SemStreams

A composable stream processing framework designed to run anywhere.

SemStreams is a flow based framework that turns streaming data into a semantic knowledge graph, runs reactive rules, executes workflows, and orchestrates LLM-powered agents. One binary. NATS as the only dependency. Works offline, syncs when connected.

Sensors/Events → Knowledge Graph → Rules, Workflows, Agents → Action

Built for the edge:

Simple deployment — single binary, ships as a Docker image
Progressive AI — start with rules, add LLMs when you're ready. Or run both: deterministic where it matters, intelligent where it helps
Offline-first — works disconnected, syncs when connectivity allows
Edge to cluster — runs on a Raspberry Pi, scales when needed

Prerequisites

Before starting, verify your environment:

# Check Go version (1.25+ required)
go version

# Check Docker is running
docker info

# Install Task runner (if not installed)
go install github.com/go-task/task/v3/cmd/task@latest

Or run task dev:check:prerequisites to verify everything at once.

Install NATS Server

For local development, we run NATS in Docker:

# Start NATS with JetStream (managed by task commands)
task dev:nats:start

# Or manually with Docker
docker run -d --name semstreams-nats -p 4222:4222 nats:2.12-alpine -js

See Prerequisites Guide for detailed setup instructions.

Your First 5 Minutes

Get SemStreams running and see data flow through the knowledge graph:

1. Build

task build

2. Start Everything

task dev:start

This starts NATS and SemStreams with the hello-world config.

3. Send Test Data

In another terminal, send a sensor reading via UDP:

echo '{"device_id":"sensor-001","type":"temperature","reading":23.5,"unit":"celsius","location":"warehouse-7"}' | nc -u localhost 14550

Or use the task command:

task dev:send

4. Query the Graph

curl -s http://localhost:8084/graphql \
  -H "Content-Type: application/json" \
  -d '{"query":"{ entitiesByPrefix(prefix: \"demo\", limit: 10) { entityIds } }"}' | jq

You should see your sensor entity ID in the response.

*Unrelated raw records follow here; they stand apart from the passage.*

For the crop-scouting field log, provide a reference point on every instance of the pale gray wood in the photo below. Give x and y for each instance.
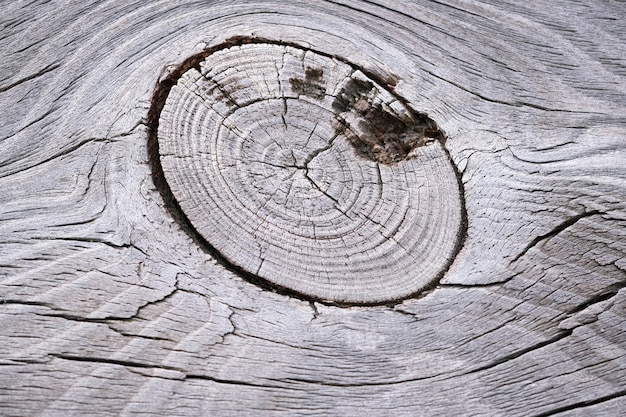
(109, 308)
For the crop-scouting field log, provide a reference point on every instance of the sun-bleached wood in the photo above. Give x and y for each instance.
(108, 307)
(257, 148)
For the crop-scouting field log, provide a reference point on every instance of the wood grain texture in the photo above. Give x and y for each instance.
(109, 307)
(302, 171)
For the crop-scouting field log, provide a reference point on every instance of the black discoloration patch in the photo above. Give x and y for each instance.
(312, 85)
(382, 136)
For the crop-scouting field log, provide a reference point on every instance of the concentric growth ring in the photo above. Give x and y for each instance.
(303, 172)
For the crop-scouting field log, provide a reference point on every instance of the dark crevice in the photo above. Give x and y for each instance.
(399, 127)
(555, 231)
(607, 293)
(519, 353)
(582, 404)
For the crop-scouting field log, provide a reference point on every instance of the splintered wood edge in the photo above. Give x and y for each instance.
(160, 96)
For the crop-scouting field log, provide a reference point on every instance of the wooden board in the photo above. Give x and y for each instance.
(108, 306)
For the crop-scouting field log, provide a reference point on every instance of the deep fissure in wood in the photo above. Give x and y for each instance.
(374, 123)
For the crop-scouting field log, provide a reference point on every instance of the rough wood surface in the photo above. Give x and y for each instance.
(108, 306)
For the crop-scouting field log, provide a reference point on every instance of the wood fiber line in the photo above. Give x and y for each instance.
(111, 305)
(334, 227)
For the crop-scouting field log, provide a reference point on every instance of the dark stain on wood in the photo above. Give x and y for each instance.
(382, 136)
(312, 85)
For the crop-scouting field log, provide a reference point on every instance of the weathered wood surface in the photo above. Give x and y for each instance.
(108, 307)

5. Debug (If Data Doesn't Appear)

# View recent messages flowing through the system
task dev:messages

# Trace a message through all components
task dev:trace

# View message statistics and stream counts
task dev:stats

See Debugging Data Flow for detailed troubleshooting.

6. Stop

task dev:stop

That's it! You've ingested data, transformed it into a semantic graph, and queried it via GraphQL.

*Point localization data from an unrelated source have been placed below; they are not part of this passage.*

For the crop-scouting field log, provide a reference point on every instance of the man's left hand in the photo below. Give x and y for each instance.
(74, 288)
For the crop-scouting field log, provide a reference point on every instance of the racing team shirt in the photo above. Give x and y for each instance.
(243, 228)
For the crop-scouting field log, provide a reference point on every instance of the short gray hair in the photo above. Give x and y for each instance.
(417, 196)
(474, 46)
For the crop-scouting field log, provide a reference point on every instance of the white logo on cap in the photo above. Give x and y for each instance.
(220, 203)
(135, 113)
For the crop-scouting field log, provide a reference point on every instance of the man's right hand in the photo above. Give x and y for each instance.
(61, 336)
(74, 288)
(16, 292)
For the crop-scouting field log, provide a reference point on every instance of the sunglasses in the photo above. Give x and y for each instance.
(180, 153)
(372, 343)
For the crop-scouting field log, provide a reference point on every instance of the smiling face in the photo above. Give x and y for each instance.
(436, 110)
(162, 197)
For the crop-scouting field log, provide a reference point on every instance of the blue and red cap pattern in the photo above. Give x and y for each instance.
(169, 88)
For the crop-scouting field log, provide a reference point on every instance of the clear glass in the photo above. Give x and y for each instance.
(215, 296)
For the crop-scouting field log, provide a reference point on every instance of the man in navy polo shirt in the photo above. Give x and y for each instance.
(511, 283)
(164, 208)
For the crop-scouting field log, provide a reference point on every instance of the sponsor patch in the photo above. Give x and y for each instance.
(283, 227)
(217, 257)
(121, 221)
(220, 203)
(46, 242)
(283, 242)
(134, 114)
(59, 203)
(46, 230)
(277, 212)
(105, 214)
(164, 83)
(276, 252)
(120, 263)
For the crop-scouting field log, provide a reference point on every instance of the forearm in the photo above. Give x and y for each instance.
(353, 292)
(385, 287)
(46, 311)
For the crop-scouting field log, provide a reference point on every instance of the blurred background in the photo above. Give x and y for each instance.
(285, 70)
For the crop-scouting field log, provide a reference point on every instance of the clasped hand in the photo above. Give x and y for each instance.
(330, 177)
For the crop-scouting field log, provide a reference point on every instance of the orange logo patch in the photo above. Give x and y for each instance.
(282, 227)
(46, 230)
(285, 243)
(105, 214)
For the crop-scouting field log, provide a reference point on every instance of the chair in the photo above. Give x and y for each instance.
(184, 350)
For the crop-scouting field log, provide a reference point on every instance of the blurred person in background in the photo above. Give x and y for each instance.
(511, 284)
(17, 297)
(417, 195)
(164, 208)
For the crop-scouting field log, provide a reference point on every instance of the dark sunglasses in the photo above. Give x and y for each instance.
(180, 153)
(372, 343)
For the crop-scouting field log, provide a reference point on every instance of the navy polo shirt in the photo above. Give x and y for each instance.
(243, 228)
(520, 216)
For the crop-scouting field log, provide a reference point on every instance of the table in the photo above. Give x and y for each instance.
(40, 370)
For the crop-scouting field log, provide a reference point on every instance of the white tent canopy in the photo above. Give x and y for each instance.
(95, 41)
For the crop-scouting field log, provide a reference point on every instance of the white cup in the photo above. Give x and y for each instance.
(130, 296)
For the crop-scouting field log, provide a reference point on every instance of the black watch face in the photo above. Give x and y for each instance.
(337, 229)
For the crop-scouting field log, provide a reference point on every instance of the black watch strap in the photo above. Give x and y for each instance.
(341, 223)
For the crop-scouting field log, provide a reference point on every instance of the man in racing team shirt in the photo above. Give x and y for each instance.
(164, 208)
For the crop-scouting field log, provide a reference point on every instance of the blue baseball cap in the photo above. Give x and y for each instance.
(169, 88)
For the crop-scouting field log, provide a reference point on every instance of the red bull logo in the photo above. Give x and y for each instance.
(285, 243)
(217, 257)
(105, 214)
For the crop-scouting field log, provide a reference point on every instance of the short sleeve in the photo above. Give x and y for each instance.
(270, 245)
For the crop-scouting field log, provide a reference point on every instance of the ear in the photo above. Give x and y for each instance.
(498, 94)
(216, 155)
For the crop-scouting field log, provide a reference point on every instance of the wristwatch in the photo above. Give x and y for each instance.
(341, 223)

Quick Start (For Experienced Users)

task build                                      # Build binary
task dev:start                                  # Start NATS + SemStreams
./bin/semstreams --config configs/structural.json  # Or run with a specific config

Run task --list to see all available commands.

How It Works: Continuous Intelligence

SemStreams implements the OODA loop — a decision-making cycle from military strategy (Boyd, 1986) that also appears in robotics as Sense-Think-Act:

OODA	Sense-Think-Act	SemStreams
Observe	Sense	Ingest — events via UDP, WebSocket, file, API
Orient	Think	Graph — entities with typed relationships
Decide	Act	React — rules evaluate conditions
Act	Act	Act — rules fire, workflows orchestrate, agents reason

The graph builds situational awareness; rules and agents close the loop.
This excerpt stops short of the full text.